Os contrastes entre o tradicional e o contemporâneo, as luzes que penetram as janelas e revelam a intimidade de uma vida exposta aos holofotes, as calças engomadas, as jóias cintilantes, os vestidos suntuosos. A segunda temporada de The Crown reabre o cobiçado livro sobre a história da família real britânica, nos convidando a mergulhar com profundidade ainda maior na complexa e árdua responsabilidade que a hipnotizante coroa cravejada de diamantes carrega em sua beleza.

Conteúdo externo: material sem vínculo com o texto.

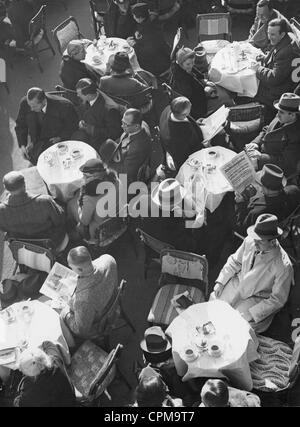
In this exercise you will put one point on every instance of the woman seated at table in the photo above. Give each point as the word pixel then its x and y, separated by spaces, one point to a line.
pixel 44 382
pixel 187 80
pixel 82 209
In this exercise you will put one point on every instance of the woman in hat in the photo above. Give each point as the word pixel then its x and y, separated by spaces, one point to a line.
pixel 44 382
pixel 149 42
pixel 188 81
pixel 86 209
pixel 256 279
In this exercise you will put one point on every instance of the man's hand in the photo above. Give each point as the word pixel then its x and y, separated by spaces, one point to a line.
pixel 55 140
pixel 218 289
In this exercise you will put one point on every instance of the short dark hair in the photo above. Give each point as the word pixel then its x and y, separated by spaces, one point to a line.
pixel 79 255
pixel 265 3
pixel 281 23
pixel 36 93
pixel 179 104
pixel 137 117
pixel 87 86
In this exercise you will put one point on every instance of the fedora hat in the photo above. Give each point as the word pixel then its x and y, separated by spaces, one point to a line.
pixel 8 292
pixel 168 194
pixel 155 341
pixel 265 228
pixel 289 102
pixel 271 177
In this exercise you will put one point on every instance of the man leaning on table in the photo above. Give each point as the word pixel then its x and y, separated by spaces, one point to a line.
pixel 256 279
pixel 258 35
pixel 43 120
pixel 274 71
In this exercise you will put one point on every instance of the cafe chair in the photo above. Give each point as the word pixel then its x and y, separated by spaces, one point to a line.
pixel 65 32
pixel 98 18
pixel 211 28
pixel 91 372
pixel 3 74
pixel 180 272
pixel 277 369
pixel 152 248
pixel 244 123
pixel 37 33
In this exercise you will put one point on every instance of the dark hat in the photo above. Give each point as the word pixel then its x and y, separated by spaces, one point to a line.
pixel 265 228
pixel 8 292
pixel 140 10
pixel 120 62
pixel 155 343
pixel 92 166
pixel 288 102
pixel 272 177
pixel 13 180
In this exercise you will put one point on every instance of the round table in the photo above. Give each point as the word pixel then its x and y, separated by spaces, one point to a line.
pixel 200 175
pixel 230 68
pixel 60 170
pixel 104 50
pixel 44 325
pixel 238 340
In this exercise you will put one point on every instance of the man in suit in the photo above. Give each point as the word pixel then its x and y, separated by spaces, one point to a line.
pixel 279 143
pixel 43 120
pixel 99 121
pixel 265 13
pixel 275 71
pixel 276 198
pixel 134 146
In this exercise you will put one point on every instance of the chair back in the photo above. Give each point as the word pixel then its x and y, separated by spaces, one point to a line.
pixel 65 32
pixel 189 268
pixel 92 370
pixel 32 255
pixel 37 23
pixel 211 25
pixel 151 242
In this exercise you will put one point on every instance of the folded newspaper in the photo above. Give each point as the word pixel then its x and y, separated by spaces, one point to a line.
pixel 60 283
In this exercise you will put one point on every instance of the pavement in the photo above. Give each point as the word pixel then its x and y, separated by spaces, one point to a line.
pixel 139 292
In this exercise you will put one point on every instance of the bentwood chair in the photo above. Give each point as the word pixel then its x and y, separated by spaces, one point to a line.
pixel 65 32
pixel 180 272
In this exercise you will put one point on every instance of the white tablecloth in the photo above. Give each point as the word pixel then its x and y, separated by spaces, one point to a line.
pixel 229 70
pixel 44 326
pixel 196 178
pixel 104 51
pixel 238 338
pixel 63 176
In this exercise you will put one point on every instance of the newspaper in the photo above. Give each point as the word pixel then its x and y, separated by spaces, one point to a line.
pixel 239 172
pixel 60 283
pixel 213 124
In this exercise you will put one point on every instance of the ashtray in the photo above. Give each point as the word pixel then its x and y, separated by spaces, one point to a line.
pixel 62 148
pixel 76 154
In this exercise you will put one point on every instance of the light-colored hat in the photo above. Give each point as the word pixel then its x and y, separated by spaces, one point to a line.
pixel 288 102
pixel 272 177
pixel 168 194
pixel 265 228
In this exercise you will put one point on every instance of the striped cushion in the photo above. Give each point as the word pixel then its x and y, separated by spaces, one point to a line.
pixel 270 372
pixel 162 311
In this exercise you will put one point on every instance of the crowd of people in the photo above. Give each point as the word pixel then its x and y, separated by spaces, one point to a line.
pixel 256 279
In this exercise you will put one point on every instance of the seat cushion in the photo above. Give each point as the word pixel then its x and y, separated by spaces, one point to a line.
pixel 270 372
pixel 162 311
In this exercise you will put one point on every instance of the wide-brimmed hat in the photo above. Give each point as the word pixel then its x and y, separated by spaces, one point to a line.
pixel 120 62
pixel 155 343
pixel 289 102
pixel 8 292
pixel 92 166
pixel 140 10
pixel 265 228
pixel 168 194
pixel 183 54
pixel 271 177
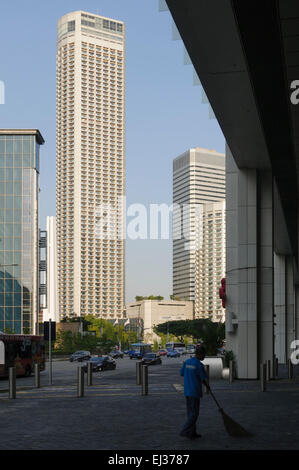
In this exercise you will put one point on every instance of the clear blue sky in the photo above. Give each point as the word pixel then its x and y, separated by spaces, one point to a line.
pixel 164 113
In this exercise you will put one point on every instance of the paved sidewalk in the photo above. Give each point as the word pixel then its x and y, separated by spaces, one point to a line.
pixel 114 416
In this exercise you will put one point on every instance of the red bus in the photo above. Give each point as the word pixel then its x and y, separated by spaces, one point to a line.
pixel 21 352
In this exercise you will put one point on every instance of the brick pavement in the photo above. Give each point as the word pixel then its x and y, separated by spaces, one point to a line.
pixel 113 415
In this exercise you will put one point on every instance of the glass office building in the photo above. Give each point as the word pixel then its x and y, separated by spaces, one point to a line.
pixel 19 188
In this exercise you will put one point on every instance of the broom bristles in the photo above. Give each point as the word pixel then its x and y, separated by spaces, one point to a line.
pixel 233 429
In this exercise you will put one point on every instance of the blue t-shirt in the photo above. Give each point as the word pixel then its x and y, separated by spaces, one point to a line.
pixel 193 372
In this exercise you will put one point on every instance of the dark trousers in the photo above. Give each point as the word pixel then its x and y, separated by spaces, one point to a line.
pixel 193 405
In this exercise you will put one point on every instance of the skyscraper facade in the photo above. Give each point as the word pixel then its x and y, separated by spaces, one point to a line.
pixel 19 234
pixel 198 179
pixel 52 311
pixel 210 263
pixel 90 162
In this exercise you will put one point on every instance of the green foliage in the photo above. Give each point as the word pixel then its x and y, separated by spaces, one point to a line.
pixel 209 333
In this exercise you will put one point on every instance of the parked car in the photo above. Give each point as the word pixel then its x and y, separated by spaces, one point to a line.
pixel 191 349
pixel 151 359
pixel 128 351
pixel 80 356
pixel 135 355
pixel 101 363
pixel 162 352
pixel 221 351
pixel 173 353
pixel 117 354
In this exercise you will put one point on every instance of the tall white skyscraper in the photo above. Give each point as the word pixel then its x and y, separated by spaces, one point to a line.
pixel 198 180
pixel 90 162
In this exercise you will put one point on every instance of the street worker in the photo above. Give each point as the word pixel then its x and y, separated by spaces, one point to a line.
pixel 194 376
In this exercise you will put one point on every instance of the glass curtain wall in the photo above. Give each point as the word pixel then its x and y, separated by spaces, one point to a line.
pixel 19 164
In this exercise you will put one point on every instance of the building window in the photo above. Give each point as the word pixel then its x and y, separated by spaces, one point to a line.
pixel 71 26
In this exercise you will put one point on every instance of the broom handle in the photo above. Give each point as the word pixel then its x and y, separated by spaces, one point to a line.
pixel 213 396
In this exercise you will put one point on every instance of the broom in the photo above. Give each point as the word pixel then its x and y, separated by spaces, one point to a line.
pixel 232 428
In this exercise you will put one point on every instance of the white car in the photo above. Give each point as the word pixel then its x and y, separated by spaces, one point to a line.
pixel 181 350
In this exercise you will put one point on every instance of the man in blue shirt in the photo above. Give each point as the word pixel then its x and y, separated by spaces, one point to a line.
pixel 194 376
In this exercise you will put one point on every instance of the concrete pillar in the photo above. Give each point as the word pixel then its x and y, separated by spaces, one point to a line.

Se na primeira temporada nos sentimos como espectadores novos do espetáculo da vida, a partir da inesperada despedida do Rei George VI e da iminente chegada da jovem Elizabeth ao trono inglês, o novo ciclo recebe sua audiência com a tranquilidade de se estar em casa. Sem qualquer cerimônia introdutória à trama, nos encontramos novamente na intimidade, como se estivéssemos ali ininterruptamente. Diante de Lilibeth e Filipe, nos encontramos no silêncio privativo de um ambiente desconfortável e prestes a se romper em um duro diálogo. Nós já sabemos do que se trata, afinal, já conhecemos o casal real muito bem.
Em seu segundo ano à frente da produção, Peter Morgan novamente nos mostra a que veio. Um exímio historiador, fascinado pela política e por sua coerência institucional dentro da formação de uma nação, ele usa sua experiência consolidada nas obras O Último Rei da Escócia (2006), Frost/Nixon (2008) e A Rainha (2006), para nos levar para a mente de Elizabeth. Se aprofundando em seus dilemas pessoais e relacionais, descobrimos com propriedade algumas antigas fofocas Reais que permearam a vida social inglesa nas últimas décadas, à medida que a história que bate à porta invade a intimidade do particular, se mesclando na conflitante jornada de quem só queria ser comum, mas é submetida a ser extraordinária.
Além das polêmicas suposições sobre a vida dupla do Duque de Edimburgo – que todos já sabiam bem que viria à tona -, a nova temporada estrutura a linha temporal dos fatos históricos com maestria. Retomando a trama a partir de uma crise política, uma narrativa riquíssima que emana conhecimento empírico e a privacidade de uma vida observada por todos os ângulos ganha força ainda maior. Desenvolvendo os assuntos emocionais e institucionais em ordem cronológica e até mesmo invertida, Morgan brinca com a mente da audiência. Constrói princípios morais nela, à medida que os desconstrói com sutileza e delicadeza, através de atuações simbólicas que revelam o caráter de seus personagens.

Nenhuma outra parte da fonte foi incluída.